Dr. Sacks concludes his chapter on psychological approaches to migraine by saying that three kinds of psychosomatic linkage may occur.
…first, an inherent physiological connection between certain symptoms and effects; second, a fixed symbolic equivalence between certain physical symptoms and states of mind, analogous to the use of facial expressions; third, an arbitrary, idiosyncratic symbolism uniting physical symptoms and phantasies, analogous to the construction of hysterical symptoms.
The last part is devoted to the problems of therapy. As in all cases of functional disorders, the personal relation between doctor and patient is of prime importance. “Every sickness is a musical problem,” said Novalis, “and every cure a musical solution.” This means, as Dr. Sacks says, that, whatever method of treatment a physician may choose or be forced to choose, there is only one cardinal rule:
…one must always listen to the patient. For if migraine patients have a common and legitimate complaint besides their migraines, it is that they have not been listened to by physicians. Looked at, investigated, drugged, charged: but not listened to.
Dr. Sacks recognizes that there are drugs, notably Ergotomine Tartrate and Methysergide, which can relieve the pain of an acute attack, and which it would be heartless to refuse a patient, unless he has other physiological conditions which counterindicate their use, but he regards them as somewhat dangerous palliatives which cannot effect a permanent cure.

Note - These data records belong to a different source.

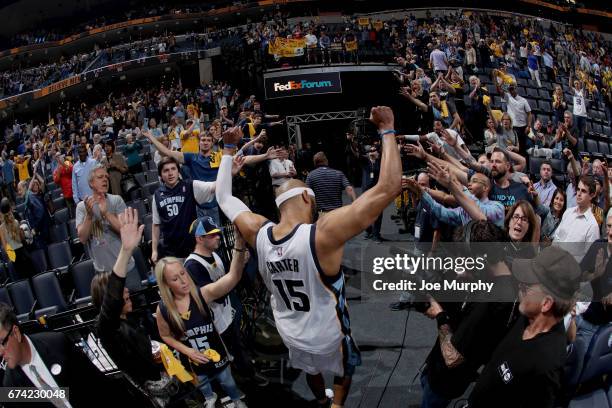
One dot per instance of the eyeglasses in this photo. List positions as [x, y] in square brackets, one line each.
[518, 218]
[5, 339]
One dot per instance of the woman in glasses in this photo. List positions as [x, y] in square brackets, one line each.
[185, 322]
[523, 228]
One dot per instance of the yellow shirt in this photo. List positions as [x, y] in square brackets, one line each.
[190, 143]
[22, 167]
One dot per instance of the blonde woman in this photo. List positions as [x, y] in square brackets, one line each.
[11, 234]
[185, 321]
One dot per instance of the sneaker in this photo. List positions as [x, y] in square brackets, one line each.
[211, 401]
[260, 380]
[397, 306]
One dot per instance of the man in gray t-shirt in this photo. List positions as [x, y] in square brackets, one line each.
[97, 222]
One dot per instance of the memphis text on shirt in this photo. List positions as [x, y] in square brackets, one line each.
[446, 285]
[171, 200]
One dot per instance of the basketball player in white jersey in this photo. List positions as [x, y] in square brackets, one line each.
[300, 261]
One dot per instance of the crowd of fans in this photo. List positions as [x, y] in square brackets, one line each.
[489, 168]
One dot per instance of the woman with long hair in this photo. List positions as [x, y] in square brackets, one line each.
[523, 227]
[185, 322]
[11, 234]
[558, 204]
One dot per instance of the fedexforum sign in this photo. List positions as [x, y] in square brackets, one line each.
[303, 84]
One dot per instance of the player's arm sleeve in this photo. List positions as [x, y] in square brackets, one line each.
[155, 217]
[230, 205]
[203, 191]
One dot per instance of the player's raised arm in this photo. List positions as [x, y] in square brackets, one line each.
[342, 224]
[247, 222]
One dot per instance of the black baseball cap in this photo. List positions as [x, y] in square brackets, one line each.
[553, 268]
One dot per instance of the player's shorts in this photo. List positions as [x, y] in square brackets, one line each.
[341, 362]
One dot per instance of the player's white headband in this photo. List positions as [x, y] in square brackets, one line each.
[292, 193]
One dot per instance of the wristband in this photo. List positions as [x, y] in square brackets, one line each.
[443, 318]
[386, 132]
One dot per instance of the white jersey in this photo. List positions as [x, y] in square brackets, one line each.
[306, 310]
[223, 313]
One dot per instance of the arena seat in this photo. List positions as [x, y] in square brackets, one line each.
[57, 193]
[82, 275]
[5, 297]
[58, 233]
[544, 94]
[140, 206]
[59, 203]
[596, 398]
[60, 255]
[533, 93]
[152, 176]
[22, 298]
[48, 293]
[140, 178]
[61, 216]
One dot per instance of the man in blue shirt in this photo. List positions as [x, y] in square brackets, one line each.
[203, 166]
[8, 177]
[474, 203]
[80, 175]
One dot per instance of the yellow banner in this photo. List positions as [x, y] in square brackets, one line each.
[351, 45]
[287, 48]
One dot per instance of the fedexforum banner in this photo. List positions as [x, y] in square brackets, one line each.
[303, 84]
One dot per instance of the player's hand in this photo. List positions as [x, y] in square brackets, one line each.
[434, 309]
[382, 117]
[89, 201]
[232, 135]
[131, 233]
[440, 173]
[237, 164]
[197, 356]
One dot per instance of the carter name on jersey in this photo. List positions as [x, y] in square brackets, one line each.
[171, 200]
[284, 265]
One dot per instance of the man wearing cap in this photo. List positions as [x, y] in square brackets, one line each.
[203, 166]
[545, 187]
[526, 368]
[49, 360]
[299, 261]
[205, 267]
[520, 113]
[578, 227]
[504, 189]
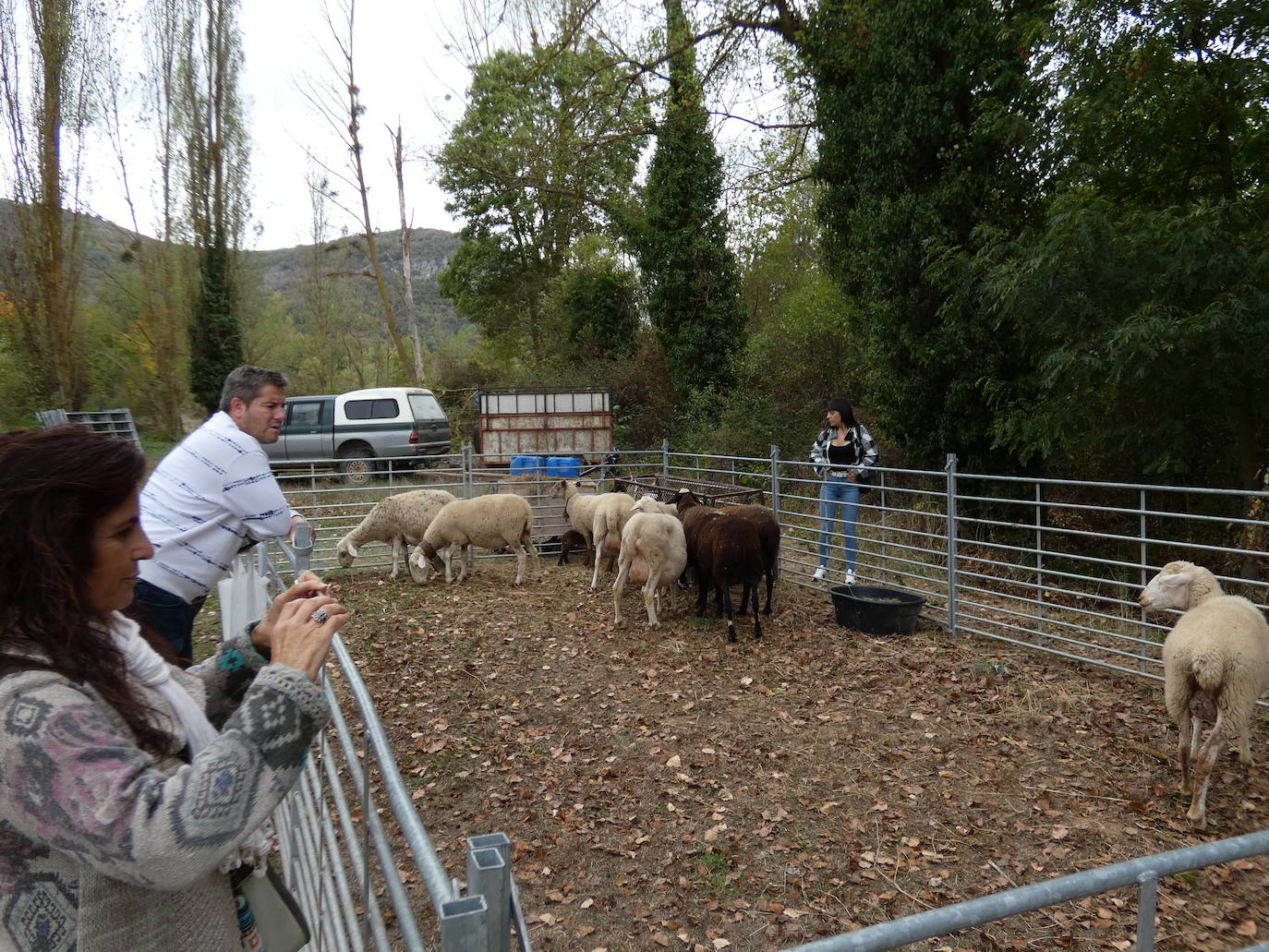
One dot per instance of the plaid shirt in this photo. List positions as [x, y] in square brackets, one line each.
[865, 451]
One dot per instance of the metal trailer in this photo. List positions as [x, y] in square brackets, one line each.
[113, 423]
[543, 423]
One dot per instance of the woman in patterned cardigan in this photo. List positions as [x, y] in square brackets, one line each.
[122, 807]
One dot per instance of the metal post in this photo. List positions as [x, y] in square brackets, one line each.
[302, 546]
[489, 874]
[950, 513]
[1039, 561]
[881, 495]
[1146, 903]
[776, 501]
[1142, 630]
[464, 927]
[776, 481]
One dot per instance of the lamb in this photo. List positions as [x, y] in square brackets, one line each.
[727, 551]
[570, 542]
[494, 522]
[767, 534]
[577, 507]
[1215, 666]
[654, 552]
[400, 519]
[610, 513]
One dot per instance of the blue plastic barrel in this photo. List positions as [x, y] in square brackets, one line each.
[523, 464]
[563, 467]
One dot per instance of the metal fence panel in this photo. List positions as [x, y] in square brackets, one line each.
[1049, 565]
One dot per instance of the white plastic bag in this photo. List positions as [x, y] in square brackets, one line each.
[244, 596]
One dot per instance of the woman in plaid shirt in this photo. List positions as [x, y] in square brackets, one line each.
[841, 454]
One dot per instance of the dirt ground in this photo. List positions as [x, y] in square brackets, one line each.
[668, 791]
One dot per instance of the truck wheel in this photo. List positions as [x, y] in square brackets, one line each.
[357, 467]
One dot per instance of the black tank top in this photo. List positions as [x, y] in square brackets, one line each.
[841, 456]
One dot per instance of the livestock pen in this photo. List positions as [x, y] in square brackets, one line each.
[1051, 566]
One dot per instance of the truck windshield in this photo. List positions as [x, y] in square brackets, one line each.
[425, 407]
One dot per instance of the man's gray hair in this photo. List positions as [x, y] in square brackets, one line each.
[245, 382]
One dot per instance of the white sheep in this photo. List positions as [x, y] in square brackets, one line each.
[495, 521]
[610, 514]
[400, 521]
[654, 554]
[1215, 666]
[579, 505]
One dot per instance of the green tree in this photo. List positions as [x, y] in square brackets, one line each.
[1142, 297]
[47, 74]
[599, 302]
[217, 168]
[546, 152]
[928, 114]
[689, 273]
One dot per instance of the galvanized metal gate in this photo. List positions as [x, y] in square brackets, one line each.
[1031, 562]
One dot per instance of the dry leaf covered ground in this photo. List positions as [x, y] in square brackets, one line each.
[667, 791]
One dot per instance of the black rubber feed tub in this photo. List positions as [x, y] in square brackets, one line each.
[876, 610]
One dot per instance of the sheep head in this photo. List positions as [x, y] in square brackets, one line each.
[345, 552]
[684, 499]
[1179, 585]
[421, 561]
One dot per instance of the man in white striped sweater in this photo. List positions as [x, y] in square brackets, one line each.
[210, 498]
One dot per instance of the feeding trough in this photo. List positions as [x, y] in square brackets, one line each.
[876, 610]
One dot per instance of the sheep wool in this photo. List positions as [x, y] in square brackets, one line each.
[654, 552]
[1215, 666]
[400, 521]
[495, 521]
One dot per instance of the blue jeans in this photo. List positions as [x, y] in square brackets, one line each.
[841, 494]
[169, 616]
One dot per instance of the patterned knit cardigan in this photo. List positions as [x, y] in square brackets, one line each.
[104, 847]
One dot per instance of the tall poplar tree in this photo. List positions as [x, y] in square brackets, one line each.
[217, 155]
[46, 101]
[691, 274]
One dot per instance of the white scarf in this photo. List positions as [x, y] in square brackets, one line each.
[146, 666]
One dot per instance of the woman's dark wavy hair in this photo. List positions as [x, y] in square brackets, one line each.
[54, 487]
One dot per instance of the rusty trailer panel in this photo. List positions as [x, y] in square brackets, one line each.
[708, 493]
[543, 423]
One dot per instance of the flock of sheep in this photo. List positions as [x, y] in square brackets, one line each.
[647, 542]
[1215, 659]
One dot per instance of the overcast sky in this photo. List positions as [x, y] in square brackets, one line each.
[404, 73]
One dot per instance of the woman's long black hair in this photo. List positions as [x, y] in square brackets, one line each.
[54, 487]
[844, 407]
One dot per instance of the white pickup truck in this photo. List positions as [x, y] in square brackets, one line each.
[359, 428]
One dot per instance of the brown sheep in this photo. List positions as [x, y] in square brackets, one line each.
[763, 519]
[726, 551]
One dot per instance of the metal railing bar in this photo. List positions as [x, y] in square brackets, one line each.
[411, 826]
[348, 827]
[1068, 656]
[1151, 488]
[375, 829]
[1027, 898]
[1052, 636]
[1065, 623]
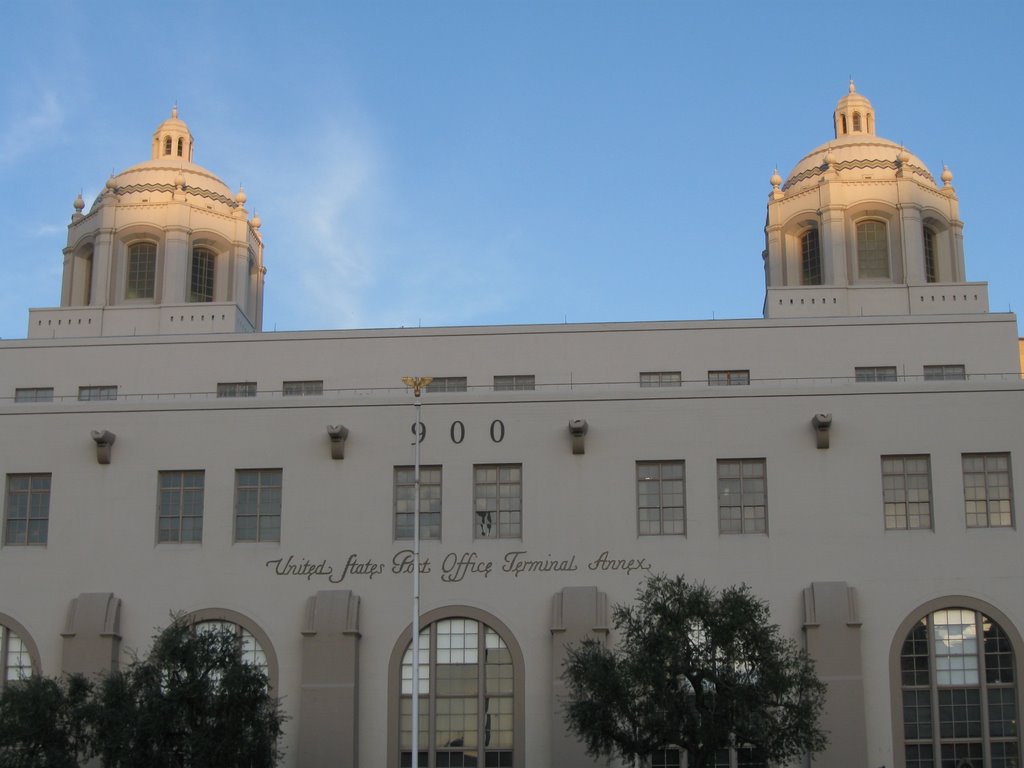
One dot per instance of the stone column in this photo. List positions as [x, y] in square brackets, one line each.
[834, 258]
[913, 244]
[329, 700]
[103, 270]
[833, 631]
[92, 634]
[578, 612]
[176, 266]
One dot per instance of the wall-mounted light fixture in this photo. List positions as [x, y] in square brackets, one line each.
[578, 429]
[104, 441]
[338, 435]
[821, 424]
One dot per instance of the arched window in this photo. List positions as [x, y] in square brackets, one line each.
[140, 278]
[810, 258]
[252, 651]
[958, 692]
[872, 249]
[256, 648]
[931, 258]
[201, 283]
[470, 712]
[15, 656]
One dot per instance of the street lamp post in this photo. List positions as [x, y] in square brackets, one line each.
[416, 383]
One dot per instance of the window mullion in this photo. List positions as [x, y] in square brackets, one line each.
[933, 694]
[481, 693]
[431, 698]
[4, 633]
[986, 745]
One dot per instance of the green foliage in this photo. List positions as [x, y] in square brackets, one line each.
[695, 669]
[43, 722]
[192, 702]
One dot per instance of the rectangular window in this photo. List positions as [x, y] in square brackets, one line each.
[944, 373]
[448, 384]
[728, 378]
[179, 517]
[906, 492]
[742, 497]
[204, 261]
[34, 394]
[101, 392]
[988, 498]
[662, 379]
[237, 389]
[141, 272]
[660, 498]
[510, 383]
[27, 517]
[430, 502]
[309, 388]
[498, 501]
[257, 505]
[875, 373]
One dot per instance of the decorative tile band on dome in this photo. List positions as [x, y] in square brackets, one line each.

His own bias, he tells us, is toward psychotherapy, but he is modest in his claims. He does not think, for example, that the only solution to migraine is depth analysis, for which few patients have either the money or the time. Further, he admits that some patients find a psychotherapeutic approach unacceptable.
Severely affected patients should be seen on a regular basis, at intervals—approximately of two to ten weeks. The early interviews must be long and searching, in order to expose for both patient and physician the general situation and specific stresses which are involved, while establishing the foundations of the physician’s authority and the patient-physician relationship; later consultations may be briefer and more limited in scope, and will chiefly be concerned with the discussion of current problems as these are experienced by the patient and expressed in his migraines. Cursory medical attention is disastrous, and an important cause of allegedly “intractable” migraine.
He also recommends the keeping of two calendars, a migraine calendar and a calendar of daily events, which may reveal unsuspected circumstances as provocative of attacks.
“Cure,” in his opinion, means finding for each particular patient the best modus vivendi for him. This can mean, in certain cases, allowing the patient to “keep” his headaches.
The attempt to dislodge severe habitual migraines in a pathologically unconcerned or hysterical personality may force the patient to face intense anxieties and emotional conflicts which are even less tolerable than the migraines. The physical symptoms, paradoxically, may be more merciful than the conflicts they simultaneously conceal and express.
Such patients would agree with Marx: “The only antidote to mental suffering is physical pain.”